M.Sc Thesis


M.Sc StudentAzoulay Tehila
SubjectThe Role of Natural Killer Cells in Diffuse Large B-cell
Lymphoma (DLBCL)
DepartmentDepartment of Medicine
Supervisors DR. Galit Sarig
DR. Shimrit Ringlshtein
Full Thesis textFull thesis text - English Version


Abstract

Human natural killer (NK) cells are part of the innate and adaptive immune responses, participating in the destruction of virally infected and malignant cells. They achieve this through the induction of direct cytotoxicity as well as secretion of cytokines and chemokines.

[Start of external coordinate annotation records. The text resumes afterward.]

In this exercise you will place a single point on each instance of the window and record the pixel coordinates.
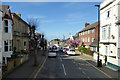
(25, 44)
(109, 32)
(83, 39)
(88, 39)
(0, 23)
(88, 31)
(108, 14)
(6, 26)
(106, 50)
(10, 26)
(104, 32)
(92, 39)
(6, 45)
(92, 30)
(6, 22)
(119, 31)
(10, 45)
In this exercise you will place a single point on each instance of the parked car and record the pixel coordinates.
(71, 52)
(52, 53)
(65, 50)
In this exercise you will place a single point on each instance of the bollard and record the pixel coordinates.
(100, 62)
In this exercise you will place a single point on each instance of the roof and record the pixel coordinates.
(20, 18)
(90, 27)
(94, 43)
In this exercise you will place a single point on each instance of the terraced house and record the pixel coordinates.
(110, 32)
(5, 33)
(89, 36)
(20, 35)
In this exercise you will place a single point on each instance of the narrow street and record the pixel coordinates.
(64, 66)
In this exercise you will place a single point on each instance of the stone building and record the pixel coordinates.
(20, 31)
(110, 32)
(89, 36)
(5, 33)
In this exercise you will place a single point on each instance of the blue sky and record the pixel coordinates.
(57, 18)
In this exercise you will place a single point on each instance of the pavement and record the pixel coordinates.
(63, 66)
(75, 67)
(27, 70)
(108, 71)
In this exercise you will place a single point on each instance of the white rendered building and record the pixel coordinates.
(110, 32)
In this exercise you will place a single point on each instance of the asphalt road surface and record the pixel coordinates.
(64, 66)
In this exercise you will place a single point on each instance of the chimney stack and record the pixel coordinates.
(19, 14)
(86, 24)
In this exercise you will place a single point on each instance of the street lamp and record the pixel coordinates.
(98, 62)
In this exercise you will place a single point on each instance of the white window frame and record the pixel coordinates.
(104, 33)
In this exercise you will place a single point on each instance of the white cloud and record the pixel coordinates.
(38, 17)
(47, 21)
(68, 5)
(52, 0)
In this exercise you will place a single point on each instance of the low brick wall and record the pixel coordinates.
(14, 63)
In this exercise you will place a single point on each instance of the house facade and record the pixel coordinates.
(20, 31)
(110, 32)
(5, 33)
(89, 36)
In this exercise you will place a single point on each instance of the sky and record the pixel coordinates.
(57, 18)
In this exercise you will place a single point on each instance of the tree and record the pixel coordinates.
(33, 25)
(73, 43)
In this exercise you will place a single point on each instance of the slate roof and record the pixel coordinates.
(90, 27)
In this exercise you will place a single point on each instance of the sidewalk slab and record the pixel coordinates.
(111, 72)
(27, 69)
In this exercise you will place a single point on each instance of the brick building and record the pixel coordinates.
(20, 35)
(89, 36)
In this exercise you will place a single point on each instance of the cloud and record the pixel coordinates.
(68, 5)
(47, 21)
(75, 22)
(38, 17)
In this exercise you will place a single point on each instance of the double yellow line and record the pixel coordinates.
(97, 69)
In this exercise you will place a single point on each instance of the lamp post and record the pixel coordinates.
(98, 62)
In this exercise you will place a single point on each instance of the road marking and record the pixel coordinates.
(97, 68)
(39, 69)
(83, 72)
(64, 69)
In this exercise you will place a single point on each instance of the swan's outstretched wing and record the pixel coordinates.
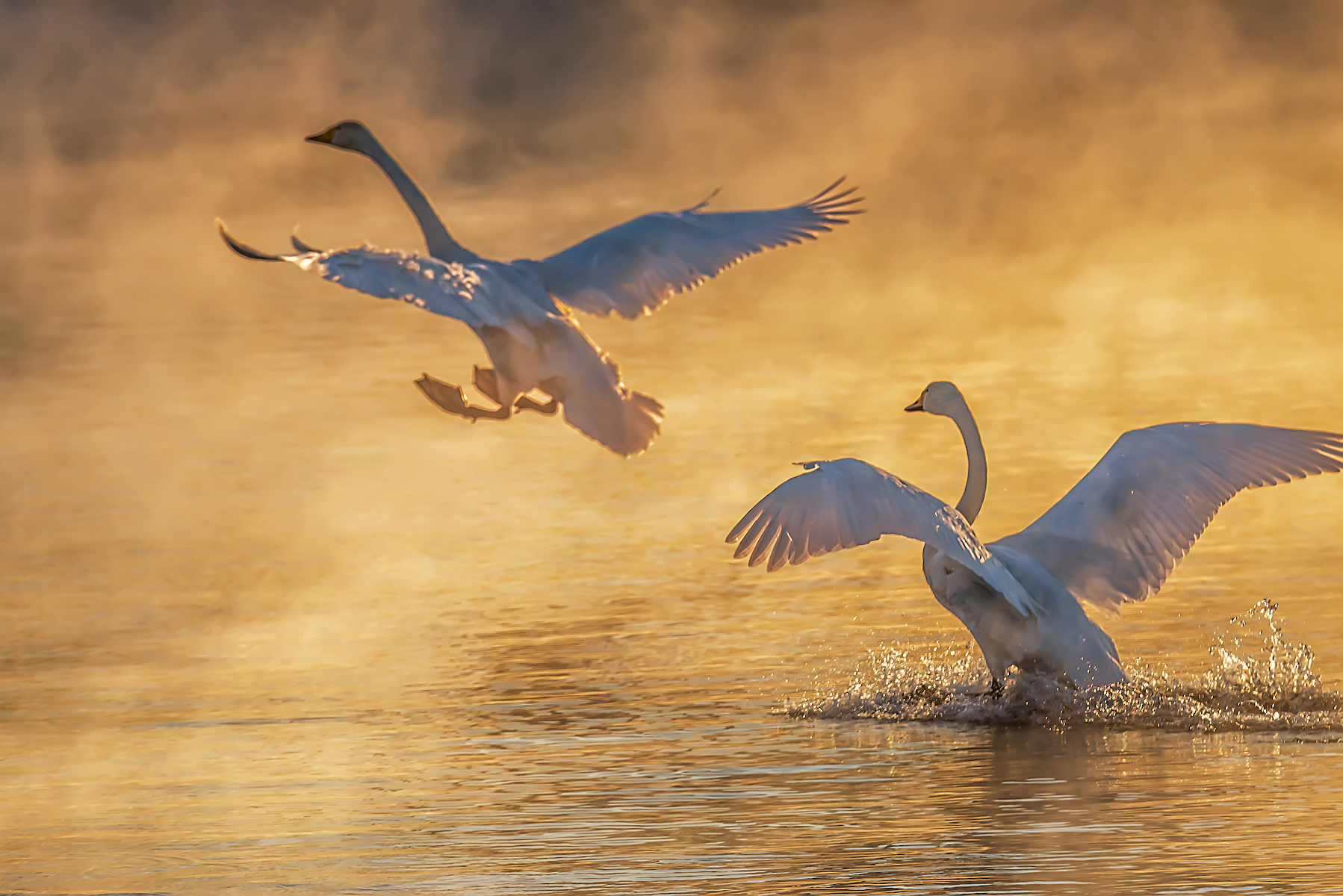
(442, 287)
(846, 503)
(1122, 529)
(634, 267)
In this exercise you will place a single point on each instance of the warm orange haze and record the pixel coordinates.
(272, 620)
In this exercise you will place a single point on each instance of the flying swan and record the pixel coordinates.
(1112, 539)
(520, 309)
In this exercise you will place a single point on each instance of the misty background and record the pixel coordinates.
(179, 421)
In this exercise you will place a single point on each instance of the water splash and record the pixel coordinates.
(1260, 682)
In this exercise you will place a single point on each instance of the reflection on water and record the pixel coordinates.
(1268, 685)
(270, 621)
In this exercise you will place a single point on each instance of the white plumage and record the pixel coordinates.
(533, 341)
(1112, 539)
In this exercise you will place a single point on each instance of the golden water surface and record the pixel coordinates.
(270, 622)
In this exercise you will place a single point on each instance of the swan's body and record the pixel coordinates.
(520, 309)
(1112, 539)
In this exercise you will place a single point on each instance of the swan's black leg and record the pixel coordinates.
(486, 383)
(452, 399)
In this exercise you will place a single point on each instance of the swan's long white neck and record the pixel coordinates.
(977, 473)
(441, 243)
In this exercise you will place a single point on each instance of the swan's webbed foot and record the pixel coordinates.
(452, 399)
(486, 383)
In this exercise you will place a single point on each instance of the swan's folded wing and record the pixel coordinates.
(1122, 529)
(634, 267)
(846, 503)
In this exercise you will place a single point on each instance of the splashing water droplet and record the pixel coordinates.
(1262, 682)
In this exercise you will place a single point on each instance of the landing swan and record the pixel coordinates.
(1112, 539)
(520, 309)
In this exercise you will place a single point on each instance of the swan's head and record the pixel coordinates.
(347, 134)
(939, 398)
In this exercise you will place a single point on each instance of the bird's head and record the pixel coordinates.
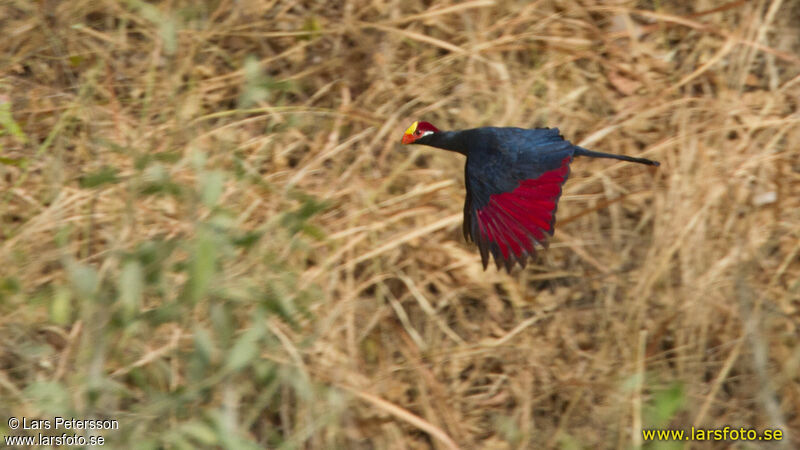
(418, 130)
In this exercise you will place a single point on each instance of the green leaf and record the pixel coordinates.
(200, 432)
(665, 404)
(105, 175)
(48, 396)
(211, 190)
(84, 279)
(131, 286)
(203, 265)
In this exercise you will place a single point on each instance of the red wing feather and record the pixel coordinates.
(512, 222)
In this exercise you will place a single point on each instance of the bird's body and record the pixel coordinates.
(513, 178)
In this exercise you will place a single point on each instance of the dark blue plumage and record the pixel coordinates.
(513, 178)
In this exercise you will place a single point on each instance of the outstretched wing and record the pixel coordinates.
(513, 192)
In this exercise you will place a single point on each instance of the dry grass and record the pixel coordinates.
(210, 233)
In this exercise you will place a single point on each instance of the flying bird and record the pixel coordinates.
(513, 178)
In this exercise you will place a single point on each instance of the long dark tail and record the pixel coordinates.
(580, 151)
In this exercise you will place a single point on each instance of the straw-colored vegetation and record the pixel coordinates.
(209, 230)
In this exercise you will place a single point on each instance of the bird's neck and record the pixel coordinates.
(446, 140)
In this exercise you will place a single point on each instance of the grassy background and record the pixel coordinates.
(209, 230)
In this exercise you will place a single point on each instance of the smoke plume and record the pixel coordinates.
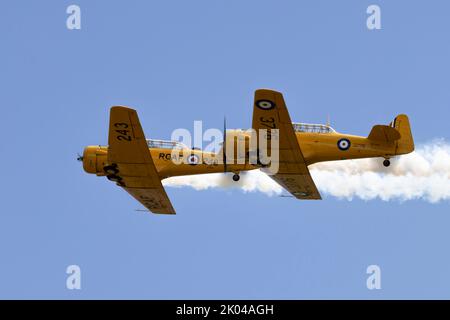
(423, 174)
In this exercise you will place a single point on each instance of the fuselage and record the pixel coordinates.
(316, 147)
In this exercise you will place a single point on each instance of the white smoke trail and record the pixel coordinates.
(423, 174)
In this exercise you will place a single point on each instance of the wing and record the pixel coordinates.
(270, 112)
(129, 154)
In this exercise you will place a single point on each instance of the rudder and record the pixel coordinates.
(406, 142)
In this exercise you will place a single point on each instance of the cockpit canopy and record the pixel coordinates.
(165, 144)
(312, 128)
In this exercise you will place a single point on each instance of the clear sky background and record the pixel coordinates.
(180, 61)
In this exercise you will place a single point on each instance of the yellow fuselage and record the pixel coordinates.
(316, 147)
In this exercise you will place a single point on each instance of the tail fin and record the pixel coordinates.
(406, 142)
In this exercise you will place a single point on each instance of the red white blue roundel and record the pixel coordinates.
(344, 144)
(265, 104)
(193, 159)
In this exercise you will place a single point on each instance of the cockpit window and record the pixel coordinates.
(312, 128)
(165, 144)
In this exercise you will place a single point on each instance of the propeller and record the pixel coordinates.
(224, 144)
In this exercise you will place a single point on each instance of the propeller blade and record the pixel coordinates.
(224, 144)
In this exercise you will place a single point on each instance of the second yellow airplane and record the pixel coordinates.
(138, 165)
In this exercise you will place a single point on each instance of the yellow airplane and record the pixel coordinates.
(138, 165)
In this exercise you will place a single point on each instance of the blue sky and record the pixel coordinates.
(180, 61)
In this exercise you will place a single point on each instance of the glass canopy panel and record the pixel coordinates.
(165, 144)
(312, 128)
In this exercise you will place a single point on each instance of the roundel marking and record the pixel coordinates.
(344, 144)
(193, 159)
(265, 104)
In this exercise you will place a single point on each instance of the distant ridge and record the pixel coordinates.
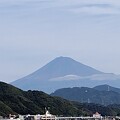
(16, 101)
(90, 95)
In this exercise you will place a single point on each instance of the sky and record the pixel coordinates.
(34, 32)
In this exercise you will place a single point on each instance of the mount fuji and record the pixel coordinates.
(65, 72)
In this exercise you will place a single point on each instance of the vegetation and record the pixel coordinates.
(16, 101)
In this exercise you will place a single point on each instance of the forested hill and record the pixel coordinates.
(16, 101)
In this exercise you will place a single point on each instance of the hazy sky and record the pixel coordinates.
(33, 32)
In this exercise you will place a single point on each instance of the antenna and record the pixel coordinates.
(108, 88)
(88, 100)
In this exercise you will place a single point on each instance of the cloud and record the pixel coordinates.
(95, 9)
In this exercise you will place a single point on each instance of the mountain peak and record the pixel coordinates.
(57, 68)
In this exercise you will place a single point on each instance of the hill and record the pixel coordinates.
(16, 101)
(88, 95)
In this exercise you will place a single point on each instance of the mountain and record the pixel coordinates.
(107, 88)
(88, 95)
(65, 72)
(17, 101)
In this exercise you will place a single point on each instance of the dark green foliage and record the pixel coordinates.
(88, 95)
(16, 101)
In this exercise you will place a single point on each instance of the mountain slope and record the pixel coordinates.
(107, 88)
(59, 67)
(88, 95)
(16, 101)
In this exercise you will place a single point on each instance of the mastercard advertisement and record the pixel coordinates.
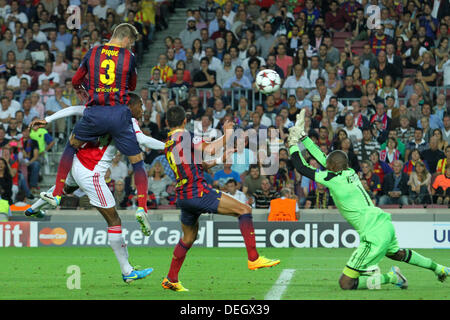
(49, 236)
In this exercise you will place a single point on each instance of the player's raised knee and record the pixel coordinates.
(346, 283)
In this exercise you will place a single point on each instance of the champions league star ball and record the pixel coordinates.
(268, 81)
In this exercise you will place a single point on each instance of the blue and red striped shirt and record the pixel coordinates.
(110, 74)
(183, 152)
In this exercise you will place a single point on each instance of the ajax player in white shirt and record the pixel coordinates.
(88, 171)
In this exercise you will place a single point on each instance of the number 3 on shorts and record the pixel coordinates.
(109, 76)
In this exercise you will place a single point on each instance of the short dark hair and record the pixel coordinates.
(175, 116)
(339, 159)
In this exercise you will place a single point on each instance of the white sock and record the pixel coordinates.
(38, 205)
(120, 248)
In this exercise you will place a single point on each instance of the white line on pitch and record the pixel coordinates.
(280, 286)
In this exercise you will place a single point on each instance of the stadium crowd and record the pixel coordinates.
(379, 94)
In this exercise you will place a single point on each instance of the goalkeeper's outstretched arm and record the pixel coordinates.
(315, 151)
(300, 163)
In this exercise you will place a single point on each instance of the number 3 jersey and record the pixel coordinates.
(111, 73)
(184, 154)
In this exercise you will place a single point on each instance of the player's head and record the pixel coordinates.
(337, 161)
(126, 34)
(176, 117)
(136, 105)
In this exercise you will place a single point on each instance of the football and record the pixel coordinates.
(268, 81)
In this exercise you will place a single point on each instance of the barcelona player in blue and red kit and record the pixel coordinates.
(194, 196)
(109, 72)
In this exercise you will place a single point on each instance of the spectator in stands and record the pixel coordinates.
(353, 132)
(166, 72)
(391, 153)
(413, 56)
(442, 163)
(418, 142)
(206, 129)
(446, 130)
(238, 80)
(440, 189)
(364, 148)
(381, 116)
(54, 104)
(225, 71)
(13, 133)
(349, 91)
(30, 113)
(45, 91)
(232, 189)
(432, 154)
(14, 81)
(442, 144)
(189, 34)
(265, 42)
(378, 40)
(264, 194)
(252, 181)
(410, 165)
(49, 75)
(440, 107)
(205, 78)
(380, 168)
(395, 186)
(400, 145)
(356, 60)
(405, 132)
(419, 185)
(337, 19)
(221, 177)
(433, 120)
(192, 64)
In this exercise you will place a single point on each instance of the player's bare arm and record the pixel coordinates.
(213, 147)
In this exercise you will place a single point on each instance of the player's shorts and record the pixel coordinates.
(92, 183)
(191, 209)
(115, 120)
(377, 241)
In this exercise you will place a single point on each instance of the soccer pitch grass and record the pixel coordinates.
(209, 274)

NK cells can be divided into two subtypes, based on their relative expression of the CD56 surface antigen. While CD56bright NK cells mainly regulate the immune response via cytokine secretion, CD56dim NK cells actively identify and eliminate abnormal cells. The cytotoxicity of NK cells is tightly regulated by the balance between activating and inhibitory signals via a diverse repertoire of surface receptors.

Numerous studies over the last decade have demonstrated the essential role of NK cells in cancer immunosurveillance. Enhanced tumor progression, as well as increased cancer incidence have been observed in patients with inherited and acquired defects in NK cellular cytotoxicity. Based on reports suggesting NK aberrancy in several hematological malignancies, we aimed to characterize these cells in DLBCL patients, addressing their potential effect on disease pathogenesis.

In the first part of the study, the association between bone marrow (BM) NK cell percentage, phenotypic characteristics and clinical parameters were assessed in 148 DLBCL patients. High levels of BM NK cells (>15%) were associated with a favorable progression free survival and overall survival. Furthermore, 98% of the DLBCL cohort exhibited only the CD56dim NK subpopulation, with complete absence of the less mature CD56bright population.

In the second part of the study, peripheral blood (PB) NK-specific receptor distribution and cytotoxic activity were analysed in 26 DLBCL patients compared to 13 healthy controls (HC). Similar to what has been shown in the BM cohort; patient PB NK cells demonstrated lower frequency of the CD56bright subset compared to HC. In addition, phenotypic abnormalities, such as increased expression of the inhibitory receptor NKG2A, decreased expression of the activating receptors NKG2D and CD161, as well as altered expression of the inhibitory Killer-cell immunoglobulin-like receptors CD158a and CD158b were observed in patient NK cells.

NK cell cytotoxic activity was studied after stimulation by the MHC-deficient K562 cell line. Patient NK cells demonstrated a significantly reduced capacity for degranulation as assessed by CD107 staining, attenuated IFNγ and TNFα generations, and impaired direct lysis competence of the K562 target cell line.

We propose that the DLBCL environment, whether through direct contact or through the secretion of cytokines and chemokines, might be responsible for hampering NK cell maturation, resulting in an NK cell with a discordant and compromised receptor repertoire. This is accompanied by impaired effector function and cytotoxicity in PB. The lymphoma-specific mechanisms that could be responsible for affecting NK features in the marrow and secondary lymphoid tissues should be further studied.